Aussitôt, Karsten fit piquer du nez à son engin en direction de la surface lunaire. Ariana vit approcher le sol gris bien trop vite à son gout. Quelque chose de sombre vint emplir son champ de vision, la navette fondait vers une crevasse à peine assez grande pour la contenir, voir moins. Ariana se crispa quand la navette entra dans la crevasse. Un horrible bruit de métal grinçant se fit entendre alors qu’elle s’immobilisait. D’un geste sur le tableau de bord, Karsen éteignit les propulseurs et les lumières de la cabine et du cockpit.
« On ne devrait pas avoir à attendre longtemps, dit Karsen. Sauf s’ils nous ont aperçu. Là, ça risque de devenir hard.
-Le radar de ce genre de navette ne permet pas de détecter ce type de chasseur militaire, dit Tony.
-En temps normal, non. Mais j’ai remplacé le radar conventionnel par un modèle qu’une vieille connaissance m’a vendu.
-Et bien, cette navette est pleine de surprises illégales ! s’exclama Ekaterina. Qu’y-a-t-il d’autre ? De l’armement ?
-J’ai des faisceaux XP10 et des missiles FireThunder 5, renseigna Karsen. Ainsi que des contre-mesures de classe 2.
-Mais comment avez-vous obtenu tout ça ?
-Quand vous serez aussi vieux que moi dans le métier, je crois qu’on pourra en parler.
-Mais…
-Kat, coupa Anthony. On n’est pas là pour ça. Et franchement, je ne suis pas mécontent. Et pour la furtivité ?
-Pas pu faire grand-chose pour ça. Juste un film de dissimulation. Impossible de se procurer mieux. Mais ainsi caché dans une faille, on devrait s’en sortir sans que leurs radars ne nous repèrent. Quoique… ajouta Karsen en regardant son moniteur radar. Ils tournent juste au dessus de nous. Je crois qu’ils nous ont aperçu faire la manœuvre et nous cherchent. Ils ne peuvent pas nous voir, à moins de sonder la faille avec leurs phares.
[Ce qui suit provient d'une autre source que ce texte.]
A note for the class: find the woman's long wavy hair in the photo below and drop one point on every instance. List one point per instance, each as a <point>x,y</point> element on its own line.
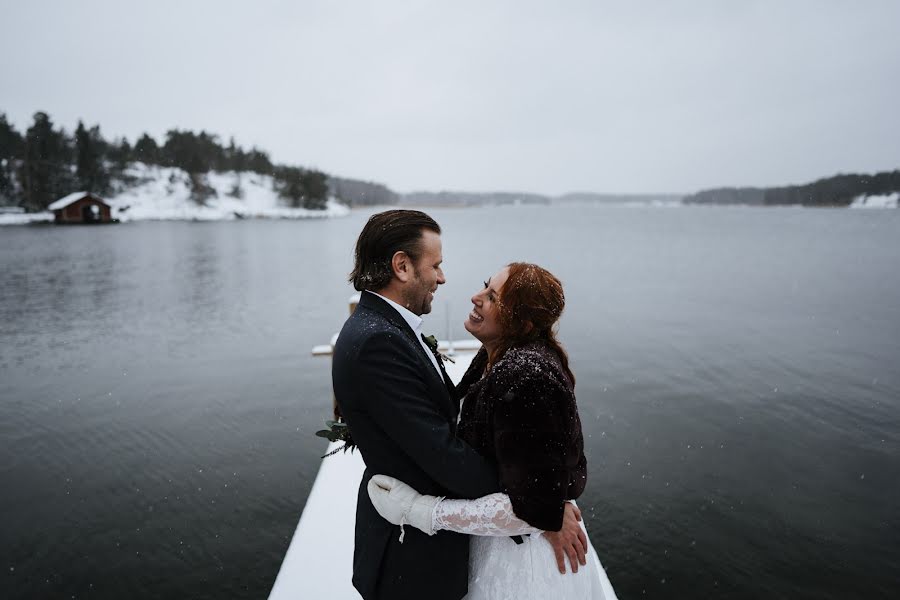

Et je ne pense pas qu’ils soient assez bêtes pour passer à côté. Je crois qu’on va être pris.
-Il faut nous rendre invisible, dit Tony.
-Je n’ai pas un système de furtivité aussi performant.
-Alors, il faut le faire nous-mêmes. »
Anthony vint dans la cabine. Il fit signe à Ariana et Nayu d’approcher.
« Bon, écoutez attentivement, dit-il. On va désillusionner la navette entière. Mais pour quelque chose d’aussi grand, il va me falloir votre concours à toutes les deux. Nayu, ta magie est différente de la notre, tu vas nous fournir de l’énergie. Ariana, ne formule pas. Laisse la formule du désillusionnement emplir tout ton esprit et couler en toi. Tu ne dois penser qu’à ça. Je m’occupe du reste.
-Je ne comprends pas ce que tu veux faire ? fit Ariana.
-Pas le temps de t’expliquer. Fais juste ce que je te dis. Nayu, t’es prête.
-Oui, répondit la japonaise, tenant déjà un shiki[1] entre ses doigts.
-A mon signal. Ariana, prends ta baguette. Joins-la à la mienne. »
Tenant chacun leurs baguettes dans leurs mains droites, les deux coéquipiers joignirent leurs artefacts.
« Je m’occupe de tout, assura Tony une dernière fois. Nayu. »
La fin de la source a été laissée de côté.